In seiner Arbeit schaute er auf jene, die gerne übersehen werden, die am Rande stehen. Sternenkinder und ihre Eltern, ihre Geschwister und Großeltern, sind oft unsichtbar, auch wenn es viele von ihnen gibt. Mehr als manche von uns glauben. Einige von ihnen habe ich in den letzten Jahren kennen lernen dürfen.

Die Auszeichnung im Namen eines so herausragenden Journalisten heute entgegen nehmen zu dürfen ehrt mich sehr. Gatterer ist ein Mann, dem ich mich verbunden fühle und nicht allein aufgrund der Tatsache, dass wir in zwei Dörfern aufgewachsen sind, die nur ein Berg trennt Auch wenn ich wünschte, ich hätte den Text, für den ich diesen Preis erhalte, nie schreiben müssen.

Anfangs hatte ich Bedenken, ob ich mich mit einer Veröffentlichung angreifbar mache. Ob ich hässliche Kommentare geschickt bekomme, die womöglich weitere Verletzungen nach sich ziehen. Das Gegenteil war der Fall. Nie zuvor erhielt ich auf einen Text so viele berührende Zuschriften: Handgeschriebene Briefe, Instagramnachrichten, Dutzende von Emails.

Darunter ein Mann, dessen Schwester wenige Tage nach ihrer Geburt verstarb, was in seiner Familie immer ein Tabu blieb. 50 Jahre lang litt er darunter, ehe er ihr einen Namen gab und sie stellvertretend mit einer Tonfigur begrub. Mein Text, schrieb er, habe ihm zum ersten Mal das Gefühl gegeben, nicht allein zu sein.
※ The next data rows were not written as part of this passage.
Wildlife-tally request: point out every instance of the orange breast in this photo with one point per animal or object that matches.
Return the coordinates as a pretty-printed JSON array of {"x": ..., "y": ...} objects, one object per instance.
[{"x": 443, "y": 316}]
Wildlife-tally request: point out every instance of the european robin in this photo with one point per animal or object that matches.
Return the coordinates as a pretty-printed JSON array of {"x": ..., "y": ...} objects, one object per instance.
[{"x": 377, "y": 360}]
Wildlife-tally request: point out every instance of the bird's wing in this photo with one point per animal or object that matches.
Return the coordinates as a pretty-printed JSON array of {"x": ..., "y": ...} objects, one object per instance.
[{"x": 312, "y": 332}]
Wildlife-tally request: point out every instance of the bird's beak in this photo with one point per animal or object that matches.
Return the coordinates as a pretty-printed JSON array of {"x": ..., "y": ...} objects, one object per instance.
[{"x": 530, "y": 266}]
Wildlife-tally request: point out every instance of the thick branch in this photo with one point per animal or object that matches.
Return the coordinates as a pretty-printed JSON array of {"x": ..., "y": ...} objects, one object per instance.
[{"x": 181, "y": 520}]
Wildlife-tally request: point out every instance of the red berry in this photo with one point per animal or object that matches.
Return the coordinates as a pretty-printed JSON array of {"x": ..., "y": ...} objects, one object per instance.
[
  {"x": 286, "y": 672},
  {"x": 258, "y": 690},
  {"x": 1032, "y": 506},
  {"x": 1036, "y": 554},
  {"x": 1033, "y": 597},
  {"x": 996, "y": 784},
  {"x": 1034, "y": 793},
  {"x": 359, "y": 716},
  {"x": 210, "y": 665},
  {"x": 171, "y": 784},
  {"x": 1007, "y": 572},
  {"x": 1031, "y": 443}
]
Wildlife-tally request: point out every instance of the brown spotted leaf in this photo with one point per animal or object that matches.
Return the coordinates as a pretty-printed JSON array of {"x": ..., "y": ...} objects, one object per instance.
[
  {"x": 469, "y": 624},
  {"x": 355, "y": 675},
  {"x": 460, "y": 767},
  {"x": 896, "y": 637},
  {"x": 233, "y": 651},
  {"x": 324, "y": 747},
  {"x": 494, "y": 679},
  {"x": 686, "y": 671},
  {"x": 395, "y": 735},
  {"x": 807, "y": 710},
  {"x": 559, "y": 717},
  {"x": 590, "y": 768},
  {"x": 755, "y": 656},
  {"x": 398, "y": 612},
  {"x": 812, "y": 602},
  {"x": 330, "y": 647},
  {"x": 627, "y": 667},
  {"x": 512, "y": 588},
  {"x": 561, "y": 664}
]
Eine Mutter schrieb mir, die ihr viertes Kind, ihren Sohn Lorenz in der 38. Schwangerschaftswoche still gebar. Seit 25 Jahren vermisst sie ihn Tag für Tag. Meinen Text werde sie denen geben, die ihre Gefühle im Hinblick auf diese Trauer besser verstehen wollen. Vieles hat sich in den letzten Jahrzehnten dahingehend verbessert und doch wandten sich auch jene an mich, die durch ihre Arbeit unmittelbar mit den Trauernden konfrontiert und manchmal überfordert sind. Frauenärzt:innen, Krankenpfleger:innen, Hebammen.

Als mein Text erschien, wurde in einer deutschen Kleinstadt ein Kind still geboren. Dessen Eltern schrieben mir Tage später, sie wüssten nicht, wie sie nun weiterleben sollen. Und doch gäben ihnen meine Worte ein klein wenig Hoffnung, dass auch in ihr Leben irgendwann das Licht zurückkehren werde.

Ich danke der Jury für ihren Mut, durch diese Wahl nicht nur meiner Tochter Hera, sondern allen Sternenkindern Sichtbarkeit geschenkt zu haben. Zum Schluss ein Appell an Sie alle: Verschließen Sie sich nicht vor dem Schmerz Trauernder. Lassen sie ihn zu, halten sie ihn aus. Der Wert eines Lebens wird nicht von seiner Dauer bestimmt. Nennen Sie die Sternenkinder, von denen Sie wissen oder die Ihnen im Laufe des Lebens vielleicht begegnen werden, ab und anbei ihrem Namen. Sie sind so sehr geliebt. Sie sind unvergessen. Ihnen widme ich diesen Preis.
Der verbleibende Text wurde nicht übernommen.